Certain sleep medications are not recommended for daily use because they could cause dependence and also lose effectiveness over time. One way to deal with that is intermittent dosing: a patient takes medication three to five nights a week, not every night.

This, however, presents a problem. An insomniac who takes pills only three nights a week might expect that the other four nights are going to be less than restful.

"The intermittent dosing schedule may be a good way to be conservative about drugs," Perlis said, "but half the week will be lousy and the other half the week is OK. Ultimately, your insomnia is going to get worse."

Earlier research suggested that the mind might be a powerful mediator for the immune system. Perlis had a hunch that the human body might be trained into having a physiological response to a placebo.

He wondered: If every time a patient swallows a red pill with a yellow stripe he or she experiences some physiological effect of sleepiness and sleep, is it possible that doing so 30 times or 1,000 times could evoke a similar response to any red pill with a yellow stripe?

Perlis' study tested this idea using different dosing strategies for Ambien, the popular sleep medication, to see which would lead to the best long-term management of chronic insomnia.
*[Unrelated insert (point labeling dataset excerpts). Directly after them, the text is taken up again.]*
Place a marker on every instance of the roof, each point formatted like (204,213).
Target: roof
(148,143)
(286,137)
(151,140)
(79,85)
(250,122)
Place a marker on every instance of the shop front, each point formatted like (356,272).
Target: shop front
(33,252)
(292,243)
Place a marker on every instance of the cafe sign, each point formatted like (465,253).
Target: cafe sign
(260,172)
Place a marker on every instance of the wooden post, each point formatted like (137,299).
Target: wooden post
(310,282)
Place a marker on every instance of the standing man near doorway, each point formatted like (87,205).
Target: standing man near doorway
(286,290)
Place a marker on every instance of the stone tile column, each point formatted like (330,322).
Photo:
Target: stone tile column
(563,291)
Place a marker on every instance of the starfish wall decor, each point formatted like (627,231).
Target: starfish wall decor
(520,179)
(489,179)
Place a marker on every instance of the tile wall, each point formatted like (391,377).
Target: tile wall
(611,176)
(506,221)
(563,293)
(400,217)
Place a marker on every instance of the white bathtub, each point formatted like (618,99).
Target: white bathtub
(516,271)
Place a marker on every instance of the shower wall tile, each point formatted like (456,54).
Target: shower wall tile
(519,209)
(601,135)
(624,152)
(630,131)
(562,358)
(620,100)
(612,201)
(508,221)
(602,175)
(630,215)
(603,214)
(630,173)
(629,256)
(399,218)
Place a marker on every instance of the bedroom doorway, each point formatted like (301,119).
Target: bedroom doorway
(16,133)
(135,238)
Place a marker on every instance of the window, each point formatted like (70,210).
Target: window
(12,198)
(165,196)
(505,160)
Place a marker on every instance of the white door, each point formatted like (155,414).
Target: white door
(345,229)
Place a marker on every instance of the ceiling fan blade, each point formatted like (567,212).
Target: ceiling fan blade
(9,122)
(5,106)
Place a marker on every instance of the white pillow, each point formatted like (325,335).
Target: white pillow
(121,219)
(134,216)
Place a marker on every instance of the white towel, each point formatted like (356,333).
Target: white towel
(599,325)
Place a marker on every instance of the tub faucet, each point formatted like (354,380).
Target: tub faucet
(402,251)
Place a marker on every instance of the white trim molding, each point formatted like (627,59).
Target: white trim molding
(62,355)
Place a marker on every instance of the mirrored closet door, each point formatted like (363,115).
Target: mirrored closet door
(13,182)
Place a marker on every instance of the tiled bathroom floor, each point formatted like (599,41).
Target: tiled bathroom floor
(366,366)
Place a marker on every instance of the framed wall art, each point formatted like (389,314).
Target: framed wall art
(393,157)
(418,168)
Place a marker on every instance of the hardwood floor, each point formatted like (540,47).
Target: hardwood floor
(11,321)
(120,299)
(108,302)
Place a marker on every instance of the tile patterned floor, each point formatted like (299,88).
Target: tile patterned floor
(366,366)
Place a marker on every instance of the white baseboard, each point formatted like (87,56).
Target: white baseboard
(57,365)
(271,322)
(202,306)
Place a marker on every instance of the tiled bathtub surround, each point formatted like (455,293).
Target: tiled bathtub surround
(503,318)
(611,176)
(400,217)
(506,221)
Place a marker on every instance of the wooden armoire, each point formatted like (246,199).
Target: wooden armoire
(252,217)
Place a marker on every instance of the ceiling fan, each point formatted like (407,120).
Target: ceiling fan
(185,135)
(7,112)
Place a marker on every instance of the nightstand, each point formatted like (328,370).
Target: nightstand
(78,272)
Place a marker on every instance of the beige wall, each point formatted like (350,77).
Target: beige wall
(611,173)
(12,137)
Although preliminary - the analysis was based on just 55 patients - the results suggest that the best option might be a strategy that trains the body to respond to a pill and then bridges the nights when a patient is not medicated with a placebo.

Karl Doghramji, director of the Sleep Disorders Center at Thomas Jefferson University Hospital, said the results were not surprising, although he said the Penn team should repeat the study with more patients. He said that patients who use intermittent dosing can do it wrong, which could increase their anxiety, leading to more insomnia.

"We know that there is a very strong placebo response in insomnia," said Doghramji, who was not involved with the study. "So taking something every night is a good idea, even if it's a placebo."

Perlis hopes that his findings on insomnia, if reproducible, have wider applications. Might this have benefits for pain medication?

"Habituation is your destiny," Perlis said regarding pain medication. "You cannot maintain any effects of opiates without dose escalation."

This new strategy, he said, might help.